On Fairy Tales, Their Sensitive Characters, and The Sensible Readers They Create

Christine A. Jones, University of Utah
Vol. 25, No. 1 (Spring 2006), 13-30

Focusing on the work of Marie-Catherine d’Aulnoy, this essay explores sensibilité as a theme that evokes active reader responses in the literature and fairy tales of the 1690s. Fairy tales of the 1690s appear to want to elicit active response (as opposed to somnolence) and pleasure (as opposed to moral rectitude) in the reader. One of the ways fairy tales do this is by giving the otherwise fantastical characters an emotional life: embarrassment, nervousness, and joy are commonly felt emotions.

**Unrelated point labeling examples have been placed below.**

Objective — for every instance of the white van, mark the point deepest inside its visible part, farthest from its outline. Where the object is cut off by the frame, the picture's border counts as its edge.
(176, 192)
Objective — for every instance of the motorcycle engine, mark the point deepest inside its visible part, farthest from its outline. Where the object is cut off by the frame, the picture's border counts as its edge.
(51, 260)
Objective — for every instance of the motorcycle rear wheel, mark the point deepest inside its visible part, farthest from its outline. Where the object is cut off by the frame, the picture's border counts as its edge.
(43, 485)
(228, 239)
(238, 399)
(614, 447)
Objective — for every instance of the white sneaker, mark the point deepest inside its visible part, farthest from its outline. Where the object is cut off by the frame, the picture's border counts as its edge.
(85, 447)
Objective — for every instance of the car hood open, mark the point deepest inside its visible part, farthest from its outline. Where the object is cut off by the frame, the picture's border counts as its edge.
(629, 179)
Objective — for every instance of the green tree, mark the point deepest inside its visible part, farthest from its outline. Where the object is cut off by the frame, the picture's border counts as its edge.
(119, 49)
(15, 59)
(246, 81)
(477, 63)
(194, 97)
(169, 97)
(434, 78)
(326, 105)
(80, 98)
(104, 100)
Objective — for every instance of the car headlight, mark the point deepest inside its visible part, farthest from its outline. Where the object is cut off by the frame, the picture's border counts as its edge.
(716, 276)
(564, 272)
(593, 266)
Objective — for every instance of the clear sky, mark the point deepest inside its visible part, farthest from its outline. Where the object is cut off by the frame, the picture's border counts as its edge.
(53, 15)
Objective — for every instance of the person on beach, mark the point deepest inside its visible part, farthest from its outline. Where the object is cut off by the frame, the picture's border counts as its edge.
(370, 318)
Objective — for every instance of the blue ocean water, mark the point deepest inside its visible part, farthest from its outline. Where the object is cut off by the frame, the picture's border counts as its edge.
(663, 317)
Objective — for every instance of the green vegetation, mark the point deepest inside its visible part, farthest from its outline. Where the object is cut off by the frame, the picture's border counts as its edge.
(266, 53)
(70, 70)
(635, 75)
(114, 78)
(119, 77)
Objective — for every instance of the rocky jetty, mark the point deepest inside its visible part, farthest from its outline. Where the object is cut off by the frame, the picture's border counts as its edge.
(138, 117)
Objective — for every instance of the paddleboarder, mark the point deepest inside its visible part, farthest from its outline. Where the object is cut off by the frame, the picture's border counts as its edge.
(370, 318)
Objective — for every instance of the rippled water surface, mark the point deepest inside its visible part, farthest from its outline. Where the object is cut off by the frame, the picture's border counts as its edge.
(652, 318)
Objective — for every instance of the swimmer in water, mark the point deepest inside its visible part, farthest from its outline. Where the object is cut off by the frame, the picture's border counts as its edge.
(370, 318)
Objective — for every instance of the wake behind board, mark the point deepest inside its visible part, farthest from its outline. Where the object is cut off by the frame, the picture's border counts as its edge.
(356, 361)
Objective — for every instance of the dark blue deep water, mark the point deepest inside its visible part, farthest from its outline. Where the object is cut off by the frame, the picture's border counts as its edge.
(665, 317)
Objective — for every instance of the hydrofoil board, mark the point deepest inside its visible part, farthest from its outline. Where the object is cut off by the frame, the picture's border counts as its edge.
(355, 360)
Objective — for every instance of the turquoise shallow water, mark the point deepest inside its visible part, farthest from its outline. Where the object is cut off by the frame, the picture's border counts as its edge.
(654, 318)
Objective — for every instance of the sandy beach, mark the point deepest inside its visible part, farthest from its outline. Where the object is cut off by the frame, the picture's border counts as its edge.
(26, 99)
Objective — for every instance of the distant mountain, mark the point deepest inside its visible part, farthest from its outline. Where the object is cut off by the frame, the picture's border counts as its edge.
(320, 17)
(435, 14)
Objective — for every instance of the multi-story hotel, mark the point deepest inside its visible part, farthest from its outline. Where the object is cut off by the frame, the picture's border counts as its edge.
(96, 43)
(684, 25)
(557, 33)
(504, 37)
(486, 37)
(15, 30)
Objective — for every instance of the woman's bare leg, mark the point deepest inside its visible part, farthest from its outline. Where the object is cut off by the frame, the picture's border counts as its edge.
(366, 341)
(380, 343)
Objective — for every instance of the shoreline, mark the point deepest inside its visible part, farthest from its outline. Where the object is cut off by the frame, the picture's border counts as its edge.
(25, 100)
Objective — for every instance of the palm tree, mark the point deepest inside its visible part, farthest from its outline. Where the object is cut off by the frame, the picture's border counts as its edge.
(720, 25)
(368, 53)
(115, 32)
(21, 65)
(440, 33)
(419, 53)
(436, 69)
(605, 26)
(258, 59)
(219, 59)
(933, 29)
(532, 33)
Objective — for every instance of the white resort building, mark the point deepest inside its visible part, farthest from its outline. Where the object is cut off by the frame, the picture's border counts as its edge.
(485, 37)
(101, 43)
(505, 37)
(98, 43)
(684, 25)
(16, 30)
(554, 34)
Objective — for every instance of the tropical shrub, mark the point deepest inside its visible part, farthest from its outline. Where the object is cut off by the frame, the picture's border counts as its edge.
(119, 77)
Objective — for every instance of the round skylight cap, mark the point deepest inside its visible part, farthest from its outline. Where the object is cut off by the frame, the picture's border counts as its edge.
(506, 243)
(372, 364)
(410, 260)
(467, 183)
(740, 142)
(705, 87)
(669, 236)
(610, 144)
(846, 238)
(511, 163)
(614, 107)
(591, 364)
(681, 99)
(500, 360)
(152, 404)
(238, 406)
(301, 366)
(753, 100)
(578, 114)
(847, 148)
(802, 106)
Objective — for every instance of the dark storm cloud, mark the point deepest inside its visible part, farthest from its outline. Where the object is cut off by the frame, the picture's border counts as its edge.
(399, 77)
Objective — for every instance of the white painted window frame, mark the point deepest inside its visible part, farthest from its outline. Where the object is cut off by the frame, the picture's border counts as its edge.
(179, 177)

These emotions correspond with the narratives of sensibility that were becoming increasingly prevalent in French and English novels during the late seventeenth century, further prompting audience interest and sympathy. The article argues that d’Aulnoy’s use of sensibilité and insensibilité encourages readers to find a fulfilling emotional interiority in fiction, interiority that had been missing from literature up to this point. This essay takes up prefaces, early editions, and the most famous condemnation of the fairy tale genre to show that emotionalism, just as much as the marvelous elements associated with literary fairy tales, gives the genre its characteristic flair and distinguishes it from the folktale.